We also visualized the PCA output as a barmap and heatmap, which show the loadings for all six inflammatory markers to each PC (Fig. 6C and Supplementary Fig. S2). Researchers with domain expertise in pre-clinical TBI neuroinflammation examined the loading patterns and labeled PC1 as representative of an “overall inflammation” axis, with every inflammatory marker loading positively, and PC2 as representative of the “pro- vs anti-inflammatory” axis, with anti-inflammatory markers (CD206 and TGF-β) loading inversely to proinflammatory markers (IL-1β and TNF-α). Last, PC3 showed iNOS loading almost exclusively, suggesting that iNOS might provide unique information about the inflammatory state after injury distinct from the other five markers.

Notably, data aggregation and PCA can increase the sensitivity (increased effect sizes) to better distinguish experimental groups as compared to univariate analyses. To illustrate this, we mapped the PC scores for adult (3–6 months) and aged (18⁺ months) animals in sham or 7-dpi experimental groups from the aggregated data set (n = 47; Fig. 7). We observed that TBI increased the inflammatory profile at 7 dpi as represented by an increase in PC1 score (Injury main effect: F_(1,43) = 65.14, p < 0.001). Further, we observed a distinct separation between adult and aged animals at 7 dpi along PC2: Aged TBI animals have lower PC2 scores as compared to adult TBI animals, reflecting an age-driven shift toward proinflammation and away from anti-inflammation at the subchronic time point (two-way ANOVA; Injury main effect: F_(1,43) = 7.44, p < 0.01; Age main effect: F_(1,43) = 18.69, p < 0.001; Injury and Age interaction: F_(1,43) = 15.02, p < 0.001; Tukey's HSD: adult TBI vs. aged TBI, p < 0.001).

FIG. 7. — Validation of results from previous studies with the aggregate analysis. Animals corresponding to sham versus TBI at 7 days post-injury and Adult (3 months) versus Aged (18+ months) experimental groups were filtered from the aggregated data set and mapped onto the study-corrected PC space. Sham animals clustered closely regardless of age. TBI significantly increased the overall inflammation (PC1; variance accounted for [VAF] = 48%) for TBI animals without a significant main effect of Age or interaction. Along PC2 (VAF = 20.4%), there were significant effects of Injury and Age as well as a significant Injury and Age interaction, suggesting that aged animals exhibited a shift toward proinflammation whereas adult animals shifted toward anti-inflammation at 7 days post-injury. PC, principal component; TBI, traumatic brain injury.
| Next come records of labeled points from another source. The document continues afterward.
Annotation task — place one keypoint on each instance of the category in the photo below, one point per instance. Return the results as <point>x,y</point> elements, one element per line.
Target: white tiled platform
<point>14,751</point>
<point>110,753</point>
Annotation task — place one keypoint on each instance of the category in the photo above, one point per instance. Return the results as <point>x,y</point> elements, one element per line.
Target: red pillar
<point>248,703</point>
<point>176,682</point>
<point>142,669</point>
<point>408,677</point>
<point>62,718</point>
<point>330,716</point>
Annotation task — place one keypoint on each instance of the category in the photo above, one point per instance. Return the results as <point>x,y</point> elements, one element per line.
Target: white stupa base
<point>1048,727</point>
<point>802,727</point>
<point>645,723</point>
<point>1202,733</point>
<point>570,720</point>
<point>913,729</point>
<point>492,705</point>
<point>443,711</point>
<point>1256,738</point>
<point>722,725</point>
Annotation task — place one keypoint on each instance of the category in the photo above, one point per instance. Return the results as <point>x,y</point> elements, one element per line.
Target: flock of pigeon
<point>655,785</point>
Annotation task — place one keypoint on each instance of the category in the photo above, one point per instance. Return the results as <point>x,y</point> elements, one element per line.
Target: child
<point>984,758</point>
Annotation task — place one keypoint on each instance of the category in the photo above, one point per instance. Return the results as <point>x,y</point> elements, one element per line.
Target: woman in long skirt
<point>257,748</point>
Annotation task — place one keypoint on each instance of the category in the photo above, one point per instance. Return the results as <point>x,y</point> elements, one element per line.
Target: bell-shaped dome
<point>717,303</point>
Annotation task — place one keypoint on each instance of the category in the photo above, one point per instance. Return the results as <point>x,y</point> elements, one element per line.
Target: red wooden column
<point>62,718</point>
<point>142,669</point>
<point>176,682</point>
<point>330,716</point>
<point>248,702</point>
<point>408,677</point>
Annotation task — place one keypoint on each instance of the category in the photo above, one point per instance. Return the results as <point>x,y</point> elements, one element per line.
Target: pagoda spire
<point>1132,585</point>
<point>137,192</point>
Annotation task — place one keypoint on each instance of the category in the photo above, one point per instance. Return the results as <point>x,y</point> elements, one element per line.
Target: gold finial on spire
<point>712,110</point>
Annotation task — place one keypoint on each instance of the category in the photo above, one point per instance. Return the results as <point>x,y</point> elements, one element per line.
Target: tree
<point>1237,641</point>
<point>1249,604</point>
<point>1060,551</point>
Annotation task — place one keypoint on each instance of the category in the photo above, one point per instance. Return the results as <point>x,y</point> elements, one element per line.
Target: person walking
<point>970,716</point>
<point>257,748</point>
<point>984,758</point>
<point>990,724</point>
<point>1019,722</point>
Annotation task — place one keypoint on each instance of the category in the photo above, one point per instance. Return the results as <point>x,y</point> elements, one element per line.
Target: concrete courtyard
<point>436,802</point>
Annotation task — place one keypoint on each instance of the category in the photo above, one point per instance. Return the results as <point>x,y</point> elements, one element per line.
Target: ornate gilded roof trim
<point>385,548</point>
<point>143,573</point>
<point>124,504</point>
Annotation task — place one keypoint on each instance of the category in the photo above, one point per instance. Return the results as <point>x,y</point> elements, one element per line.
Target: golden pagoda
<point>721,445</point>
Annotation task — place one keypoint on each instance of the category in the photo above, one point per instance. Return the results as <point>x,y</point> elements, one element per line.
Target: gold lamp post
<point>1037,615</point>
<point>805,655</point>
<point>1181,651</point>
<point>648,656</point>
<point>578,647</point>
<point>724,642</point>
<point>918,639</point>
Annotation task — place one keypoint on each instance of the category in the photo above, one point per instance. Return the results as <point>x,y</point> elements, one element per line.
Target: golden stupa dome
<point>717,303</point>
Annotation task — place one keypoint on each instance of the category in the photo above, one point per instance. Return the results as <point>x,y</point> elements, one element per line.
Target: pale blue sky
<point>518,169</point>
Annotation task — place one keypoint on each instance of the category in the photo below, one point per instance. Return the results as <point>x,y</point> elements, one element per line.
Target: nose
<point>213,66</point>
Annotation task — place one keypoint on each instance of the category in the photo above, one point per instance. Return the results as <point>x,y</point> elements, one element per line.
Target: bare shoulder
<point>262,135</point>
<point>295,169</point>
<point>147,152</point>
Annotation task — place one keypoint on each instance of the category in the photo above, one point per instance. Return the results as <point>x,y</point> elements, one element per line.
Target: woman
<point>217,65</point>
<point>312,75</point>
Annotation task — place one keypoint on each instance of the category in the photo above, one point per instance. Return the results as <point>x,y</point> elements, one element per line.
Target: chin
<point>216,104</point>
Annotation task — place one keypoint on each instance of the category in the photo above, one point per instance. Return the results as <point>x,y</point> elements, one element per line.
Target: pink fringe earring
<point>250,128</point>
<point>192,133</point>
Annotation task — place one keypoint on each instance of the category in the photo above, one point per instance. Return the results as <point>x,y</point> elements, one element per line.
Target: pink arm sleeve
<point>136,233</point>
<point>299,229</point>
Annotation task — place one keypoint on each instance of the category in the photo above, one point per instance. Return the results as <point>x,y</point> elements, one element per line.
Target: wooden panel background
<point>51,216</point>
For comparison, we also reproduced the univariate analyses from Chou and colleagues 2018 with the individual inflammatory markers and the study-specific cohort.³³ We calculated the effect sizes (η²) and corresponding observed statistical power (1-β) for the main effects and interactions of Injury and Age for PC1, PC2, and each individual marker (Supplementary Table S1). PC1 had the largest effect size for Injury (η² = 0.593) with an observed power of 1.0. Of particular interest to the original study, which examines Injury and Age interactions, PC2 had the largest effect size for the interaction term (η² = 0.179) with an observed power of 0.96. Importantly, PCs are derived mathematically from correlations in the data and directly model the relationship between variables without relying on multiple univariate comparisons, which would be prone to false positives. PCA thus not only improved sensitivity for the original experimental question, but also specifically established that age skews subchronic inflammation away from anti-inflammation and toward proinflammation. This was not clearly observed in the original cohort and univariate analyses with the individual markers.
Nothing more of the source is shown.